Publié le 27 décembre 2025 00:01:00. Des neuroscientifiques de l’université de Georgetown ont identifié une protéine cérébrale, la KCC2, qui joue un rôle clé dans la formation des habitudes, qu’elles soient bénéfiques ou addictives, ouvrant la voie à de nouvelles approches thérapeutiques.
- Une protéine cérébrale, la KCC2, agit comme un « interrupteur » dans l’apprentissage par récompense.
- La baisse des niveaux de KCC2 augmente l’activité neuronale liée au plaisir et à la motivation, facilitant la création d’habitudes.
- La modulation de cette protéine pourrait aider à traiter les addictions, la dépression et la schizophrénie.
Pourquoi certains gestes, comme allumer une cigarette en buvant un café, deviennent-ils presque automatiques ? La réponse pourrait se trouver dans le fonctionnement de notre cerveau, et plus précisément dans une protéine spécifique appelée KCC2 (potassium-chloride cotransporter 2). Des chercheurs de l’université de Georgetown ont découvert que cette protéine agit comme un véritable « interrupteur » dans le processus d’apprentissage par récompense, accélérant l’association entre les stimuli environnementaux et les sensations agréables.

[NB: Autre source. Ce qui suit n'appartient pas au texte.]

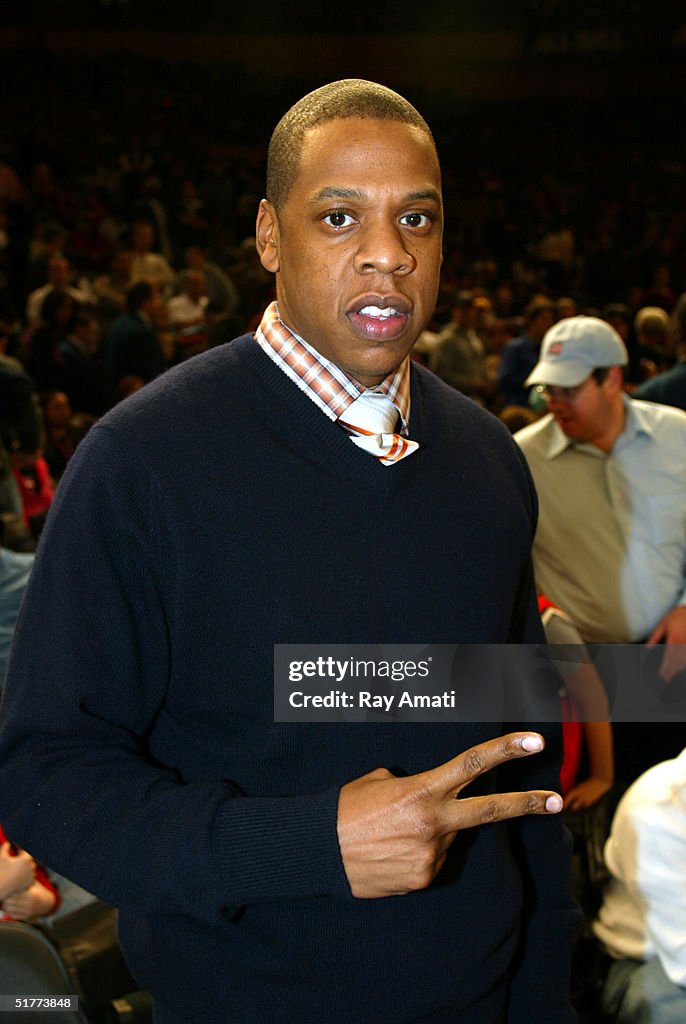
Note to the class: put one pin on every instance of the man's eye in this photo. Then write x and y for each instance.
(416, 220)
(338, 218)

L’étude, publiée dans la revue Communications Natural, met en lumière les mécanismes à l’œuvre dans la construction des habitudes, qu’elles soient saines ou destructrices. Elle révèle notamment comment les dépendances s’installent si rapidement.
L’équipe de recherche a observé que lorsque les niveaux de KCC2 diminuent, les neurones responsables de la libération de dopamine – un neurotransmetteur essentiel au sentiment de plaisir et à la motivation – deviennent plus actifs et plus sensibles. Ce phénomène permet au cerveau d’identifier plus facilement ce qui procure de la satisfaction et de renforcer le désir de répéter l’expérience.
« Ce mécanisme de base qui consiste à associer des stimuli à des expériences agréables est affecté dans des conditions telles que la dépendance chimique, la dépression et la schizophrénie. »
Alexeï Ostroumov, neuropharmacologue et auteur principal de la recherche
Des tests menés sur des rongeurs ont démontré que même de légères variations dans les niveaux de KCC2 pouvaient modifier des comportements déjà conditionnés, comme la réaction à des signaux annonçant l’arrivée de nourriture. Au-delà de la quantité de dopamine, les scientifiques ont souligné l’importance de la synchronisation neuronale. Lorsque les neurones s’activent ensemble, des pics rapides et coordonnés de dopamine se produisent, renforçant ainsi les souvenirs et les associations.
Ce mécanisme explique pourquoi une habitude apparemment anodine peut devenir automatique. Le cerveau apprend à associer un signal spécifique (l’odeur du café, par exemple) à une récompense (la nicotine), créant ainsi un circuit neuronal puissant et difficile à briser.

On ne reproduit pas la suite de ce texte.